[Web-SIG] HTML parsers and DOM; WWW::Mechanize work-alike

Casey Duncan casey at zope.com
Tue Dec 2 11:58:46 EST 2003


On Tue, 02 Dec 2003 10:07:19 -0600
Simon Willison <cs1spw at bath.ac.uk> wrote:

> Stuart Langridge wrote:
> > I don't see that tidy's ability to tidy HTML per se is useful, but I
> > think that it's very useful in that it can take invalid HTML and
> > convert it to valid XHTML. That way, we can get a DOM tree from invalid
> > HTML, which is very useful...
> 
> Is there any way we could get a DOM tree from invalid HTML using pure 
> Python tools?
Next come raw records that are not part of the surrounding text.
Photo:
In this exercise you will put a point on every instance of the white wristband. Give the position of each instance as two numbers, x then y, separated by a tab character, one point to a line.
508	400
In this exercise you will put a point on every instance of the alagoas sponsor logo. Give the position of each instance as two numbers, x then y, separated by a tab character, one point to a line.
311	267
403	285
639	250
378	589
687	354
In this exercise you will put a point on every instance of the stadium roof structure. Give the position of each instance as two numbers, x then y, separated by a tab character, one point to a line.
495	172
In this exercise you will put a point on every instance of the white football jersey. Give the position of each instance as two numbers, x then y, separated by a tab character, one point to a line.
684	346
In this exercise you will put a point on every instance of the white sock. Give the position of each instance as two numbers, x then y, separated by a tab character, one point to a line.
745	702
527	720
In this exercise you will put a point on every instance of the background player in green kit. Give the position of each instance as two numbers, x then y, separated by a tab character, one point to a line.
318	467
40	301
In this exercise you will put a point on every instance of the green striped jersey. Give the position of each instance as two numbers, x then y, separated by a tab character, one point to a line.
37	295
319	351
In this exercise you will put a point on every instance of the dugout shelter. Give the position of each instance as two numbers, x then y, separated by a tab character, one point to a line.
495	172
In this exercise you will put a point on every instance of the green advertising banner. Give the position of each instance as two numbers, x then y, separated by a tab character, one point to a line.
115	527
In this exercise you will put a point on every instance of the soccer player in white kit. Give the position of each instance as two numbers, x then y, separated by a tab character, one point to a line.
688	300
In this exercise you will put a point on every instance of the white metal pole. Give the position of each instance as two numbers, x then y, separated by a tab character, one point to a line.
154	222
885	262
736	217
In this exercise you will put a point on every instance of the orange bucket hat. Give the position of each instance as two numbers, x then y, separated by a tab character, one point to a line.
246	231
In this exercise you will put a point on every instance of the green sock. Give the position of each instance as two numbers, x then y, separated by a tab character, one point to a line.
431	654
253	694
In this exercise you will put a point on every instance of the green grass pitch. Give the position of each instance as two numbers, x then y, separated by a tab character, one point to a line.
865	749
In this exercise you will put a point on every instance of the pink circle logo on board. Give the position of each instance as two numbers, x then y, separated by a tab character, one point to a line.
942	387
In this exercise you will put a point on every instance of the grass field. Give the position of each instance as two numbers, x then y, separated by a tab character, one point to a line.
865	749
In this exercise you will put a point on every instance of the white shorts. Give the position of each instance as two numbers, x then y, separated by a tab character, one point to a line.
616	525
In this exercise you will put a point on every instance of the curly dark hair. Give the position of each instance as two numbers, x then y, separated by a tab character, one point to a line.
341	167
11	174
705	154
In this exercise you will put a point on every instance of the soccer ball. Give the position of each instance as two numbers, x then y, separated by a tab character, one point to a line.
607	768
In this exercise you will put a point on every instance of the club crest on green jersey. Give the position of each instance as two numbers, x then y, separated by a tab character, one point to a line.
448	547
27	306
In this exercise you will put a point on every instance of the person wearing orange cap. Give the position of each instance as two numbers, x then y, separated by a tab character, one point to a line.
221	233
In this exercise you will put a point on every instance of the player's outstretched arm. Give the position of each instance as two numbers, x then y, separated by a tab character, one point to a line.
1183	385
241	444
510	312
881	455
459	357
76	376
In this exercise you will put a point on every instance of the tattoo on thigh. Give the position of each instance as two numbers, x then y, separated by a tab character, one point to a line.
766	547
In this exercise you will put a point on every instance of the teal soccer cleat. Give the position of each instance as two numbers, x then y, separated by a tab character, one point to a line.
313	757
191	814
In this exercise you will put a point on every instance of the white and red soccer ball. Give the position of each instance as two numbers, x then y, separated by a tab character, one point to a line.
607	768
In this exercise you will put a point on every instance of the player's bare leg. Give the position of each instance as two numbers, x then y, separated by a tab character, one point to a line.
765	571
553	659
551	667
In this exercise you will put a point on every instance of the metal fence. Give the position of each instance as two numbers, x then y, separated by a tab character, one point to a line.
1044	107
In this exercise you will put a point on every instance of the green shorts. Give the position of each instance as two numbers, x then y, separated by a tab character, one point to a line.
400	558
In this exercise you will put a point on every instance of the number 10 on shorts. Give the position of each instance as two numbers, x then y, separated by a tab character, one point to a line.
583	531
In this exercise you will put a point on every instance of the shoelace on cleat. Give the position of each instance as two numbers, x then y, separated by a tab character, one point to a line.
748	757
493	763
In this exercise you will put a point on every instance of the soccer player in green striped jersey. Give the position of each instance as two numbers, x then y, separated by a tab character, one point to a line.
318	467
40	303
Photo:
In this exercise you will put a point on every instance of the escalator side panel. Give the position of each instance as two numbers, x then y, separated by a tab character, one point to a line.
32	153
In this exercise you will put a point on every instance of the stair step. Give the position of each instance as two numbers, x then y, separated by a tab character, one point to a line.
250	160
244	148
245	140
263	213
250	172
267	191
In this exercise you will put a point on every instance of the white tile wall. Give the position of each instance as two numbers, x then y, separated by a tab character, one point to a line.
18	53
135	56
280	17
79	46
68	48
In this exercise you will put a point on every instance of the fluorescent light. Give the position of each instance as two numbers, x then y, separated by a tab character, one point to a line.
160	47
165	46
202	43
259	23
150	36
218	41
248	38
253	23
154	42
The HTML tools in the Python standard library at the 
> moment are all pure Python. Could we even use the existing sgmllib 
> module (or an extension of it) to create our own DOM tree from invalid HTML?

According to the docs, tidylib exposes a DOM-like interface for walking the document tree of documents it has parsed. My understanding is that this is designed to work for broken HTML up to valid XHTML. If it works as advertised, it could be a good engine to put behind a nice python api.

See: http://tidy.sourceforge.net/docs/api/group__Tree.html

The API gets a bit verbose in places (separate functions to test for each tag and attribute type). These look like compliments to the generic functions, perhaps to avoid putting too much HTML knowledge directly in the user code.

Also, tidylib's memory allocation is hookable, in case we wanted to use Python's malloc/free (not sure whether we need to).